What is Acid Mine Drainage?
Acid mine/rock drainage occurs naturally in some environments as a result of the weathering of rocks, but it is further worsened by mining, which typically happens in rocks with a high concentration of sulphide minerals. Sulfuric acid is formed when water comes into contact with sulphur. Sulphuric acid dissolves and leaches the metals in the ore, resulting in high quantities of dissolved metals like iron, arsenic, and cadmium. Water oxidizes when it is exposed to oxygen. When this happens, the water loses all of its oxygen, making it inhospitable for aquatic life. Furthermore, the corrosion and heavy metals in the water render it useless for the fauna that relies on it.
What is the best way to deal with it?
De-carbonation _ the first step in the treatment process
De-carbonation is the first step in the acid mine drainage flowsheet. Chemical usage is often the most expensive part of an acid mine drainage treatment system's operation. As a result, it is vital to optimize chemical usage. When it comes to acid mine water, the waste stream usually contains a lot of CO2.
CO2 is, of course, relatively innocuous on its own. If permitted to remain in the waste stream, however, it will contaminate and consume many of the chemicals required for water treatment further downstream. The removal of CO2 should be the top priority.
Aeration or agitation, which is best performed via a de-aeration/de-carbonation tank, is the greatest technique to minimize CO2. The aerator agitates the water beneath the walkway, while the gear drive and engine are mounted on top.
Treatment Step: Iron-Reaction Aeration
On its journey to the iron-reaction tanks, the flow separates through two troughs as it departs the de-carbonation tank. Off to the side is the sludge densification tank, which is where the essential chemical is introduced. The de-carbonated acid mine drainage slurry is then transported to the iron-reaction tanks, where it interacts with the soluble iron, densifying the slurry. In this stage, oxygen combines with iron to convert it from a ferrous hydroxide (soluble) to a ferric hydroxide (insoluble) (non-soluble). This ferric hydroxide settles much faster, giving the treatment process's first liquid/solids separation phase.
Treatment Step: High-Density Sludge (HDS) Process
The water subsequently exits the iron-reaction tanks and enters the process's heart. The recycling of the thickening underflow via the sludge densification tank, flowing from there back into the iron-reaction tanks, is the sludge densification, or high-density sludge (HDS) process.
Addition of Chemicals
Normally it is recommended to add two chemicals to the stream during an HDS procedure. The first is a polymer that will be added as the water passes from the reaction tanks to the clarifier, and the second is lime, of course.

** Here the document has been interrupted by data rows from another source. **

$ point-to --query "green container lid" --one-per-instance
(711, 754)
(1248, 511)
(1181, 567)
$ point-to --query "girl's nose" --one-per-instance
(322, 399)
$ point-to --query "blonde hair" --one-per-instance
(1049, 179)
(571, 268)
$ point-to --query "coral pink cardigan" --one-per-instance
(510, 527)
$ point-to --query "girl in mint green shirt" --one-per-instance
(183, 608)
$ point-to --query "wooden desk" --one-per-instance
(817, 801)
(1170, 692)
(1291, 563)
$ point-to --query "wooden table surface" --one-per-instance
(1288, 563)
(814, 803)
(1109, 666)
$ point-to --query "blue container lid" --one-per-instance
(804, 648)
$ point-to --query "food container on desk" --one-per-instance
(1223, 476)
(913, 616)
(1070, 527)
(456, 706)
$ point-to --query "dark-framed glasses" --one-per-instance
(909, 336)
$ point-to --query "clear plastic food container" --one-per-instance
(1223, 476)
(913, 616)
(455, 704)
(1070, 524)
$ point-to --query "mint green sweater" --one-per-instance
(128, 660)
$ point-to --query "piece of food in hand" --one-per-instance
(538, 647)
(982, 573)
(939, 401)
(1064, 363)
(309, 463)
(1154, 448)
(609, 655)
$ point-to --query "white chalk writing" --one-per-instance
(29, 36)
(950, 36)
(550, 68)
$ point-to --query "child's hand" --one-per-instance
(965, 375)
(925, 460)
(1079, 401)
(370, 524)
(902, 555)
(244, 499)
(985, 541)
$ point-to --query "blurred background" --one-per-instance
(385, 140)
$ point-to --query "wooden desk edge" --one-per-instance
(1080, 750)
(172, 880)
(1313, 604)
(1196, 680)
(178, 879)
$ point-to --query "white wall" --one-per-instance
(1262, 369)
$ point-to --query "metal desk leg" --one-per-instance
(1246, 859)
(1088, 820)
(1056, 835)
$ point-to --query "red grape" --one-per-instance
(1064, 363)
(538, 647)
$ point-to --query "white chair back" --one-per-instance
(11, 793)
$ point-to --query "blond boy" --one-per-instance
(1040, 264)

Treatment Step: Thickening
The thickening stage, which involves settling and removing the non-soluble iron from the liquid, is the next step in the treatment process.The thickener should be between 0.3 and 0.4 GPM per square foot for best results. A variable-frequency drive (VFD) is great for powering the rake arms since it allows you to slow them down as needed.
The bed of a thickening can be unnaturally "light and fluffy" at times, especially when plants don't use the HDS process. If the rake arms are moving too quickly at this moment, the thickening bed might be disturbed to the point where the "fluffy" underflow can become jumbled up and flow over the weirs. It is evident that this is crucial.
Other Types of Mine Drainage
The acidity of mine drainage water isn't always consistent. In the absence of acidic water, the use of lime to settle out the iron is frequently unnecessary. In these circumstances, hydrogen peroxide, as well as a variety of other chemical choices, can often be utilized instead, potentially lowering chemical expenses. The thickening bed will be significantly lighter without the lime (and the heavy calcium it carries) – potentially as low as 5% solids, even if the lime is present.